TRIAL PROCEDURES All trial procedures were approved by the Harvard University Institutional Review Board. Qualified participants received instructions about all study procedures by email prior to beginning the trial. Participants randomized to the Treatment condition received one email each day during a 14-day trial period. The email contained a link, which first asked participants to complete a three-item survey assessing self-reported feelings of (a) connectedness, (b) hopefulness, and (c) desire to die. Treatment condition participants were then instructed to read a single user-generated narrative about suicide, confirm the narrative was read, and finally complete the same three-item survey again. Participants in the Control condition received one email each day during the 14-day trial period that contained the three-item survey assessing connectedness, hopefulness, and desire to die only. Participants responded to all survey items using an 10-point Likert-type scale ranging from 1 ("not at all") to 10 ("definitely").
Two weeks after the conclusion of the 14-day trial period, participants in both the Treatment and Control conditions were asked to complete the three-item survey assessing connectedness, hopefulness, and desire to die. After completing the follow-up survey, participants in the Control condition received the same suicide narrative bibliotherapy intervention provided to those in the Treatment condition.
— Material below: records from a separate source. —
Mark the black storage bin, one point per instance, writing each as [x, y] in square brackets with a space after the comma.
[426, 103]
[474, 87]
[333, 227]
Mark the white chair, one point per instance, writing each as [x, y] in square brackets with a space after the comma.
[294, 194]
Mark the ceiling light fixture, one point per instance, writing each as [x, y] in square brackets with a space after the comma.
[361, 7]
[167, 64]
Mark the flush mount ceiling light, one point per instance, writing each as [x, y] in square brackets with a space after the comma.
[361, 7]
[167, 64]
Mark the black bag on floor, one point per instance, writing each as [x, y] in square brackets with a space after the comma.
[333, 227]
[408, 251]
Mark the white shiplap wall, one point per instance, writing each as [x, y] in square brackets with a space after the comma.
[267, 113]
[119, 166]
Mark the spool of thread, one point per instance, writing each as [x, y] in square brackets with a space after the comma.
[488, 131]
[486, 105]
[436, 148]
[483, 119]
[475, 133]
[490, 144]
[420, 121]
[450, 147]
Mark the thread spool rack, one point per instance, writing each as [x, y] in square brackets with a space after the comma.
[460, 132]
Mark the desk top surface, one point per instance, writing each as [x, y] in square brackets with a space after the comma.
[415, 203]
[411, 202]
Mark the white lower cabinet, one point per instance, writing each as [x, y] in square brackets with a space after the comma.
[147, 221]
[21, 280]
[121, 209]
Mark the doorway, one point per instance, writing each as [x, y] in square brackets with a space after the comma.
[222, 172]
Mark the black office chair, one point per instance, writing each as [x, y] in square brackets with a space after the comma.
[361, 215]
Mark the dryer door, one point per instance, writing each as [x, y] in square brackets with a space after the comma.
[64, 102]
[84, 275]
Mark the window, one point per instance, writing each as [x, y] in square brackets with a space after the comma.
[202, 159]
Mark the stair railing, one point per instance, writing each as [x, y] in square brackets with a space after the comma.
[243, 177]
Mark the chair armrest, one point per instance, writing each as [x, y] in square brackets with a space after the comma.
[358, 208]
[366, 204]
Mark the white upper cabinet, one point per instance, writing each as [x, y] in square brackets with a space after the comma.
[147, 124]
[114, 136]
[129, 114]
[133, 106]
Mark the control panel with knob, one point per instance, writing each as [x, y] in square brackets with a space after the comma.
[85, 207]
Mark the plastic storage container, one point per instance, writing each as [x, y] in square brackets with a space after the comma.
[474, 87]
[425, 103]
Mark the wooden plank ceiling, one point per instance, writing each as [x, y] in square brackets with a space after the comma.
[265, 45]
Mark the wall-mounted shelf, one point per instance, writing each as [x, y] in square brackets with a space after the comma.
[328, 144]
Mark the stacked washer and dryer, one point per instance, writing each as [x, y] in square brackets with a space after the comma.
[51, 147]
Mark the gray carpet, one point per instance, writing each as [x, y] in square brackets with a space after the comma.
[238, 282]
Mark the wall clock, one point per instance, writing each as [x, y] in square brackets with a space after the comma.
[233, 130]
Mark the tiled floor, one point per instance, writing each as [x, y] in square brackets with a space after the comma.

The 14 narratives provided to participants in the Treatment condition each described first-hand experiences with suicidal thoughts and behaviors and highlighted a range of issues related to the authors' struggles. This set of 14 narratives was selected based on pilot research suggesting that they were associated with reductions in suicidal thoughts, included a positive conclusion (e.g., the author discussed recovery), and described the experience of struggle in a relatable way (e.g., "feeling this way is common").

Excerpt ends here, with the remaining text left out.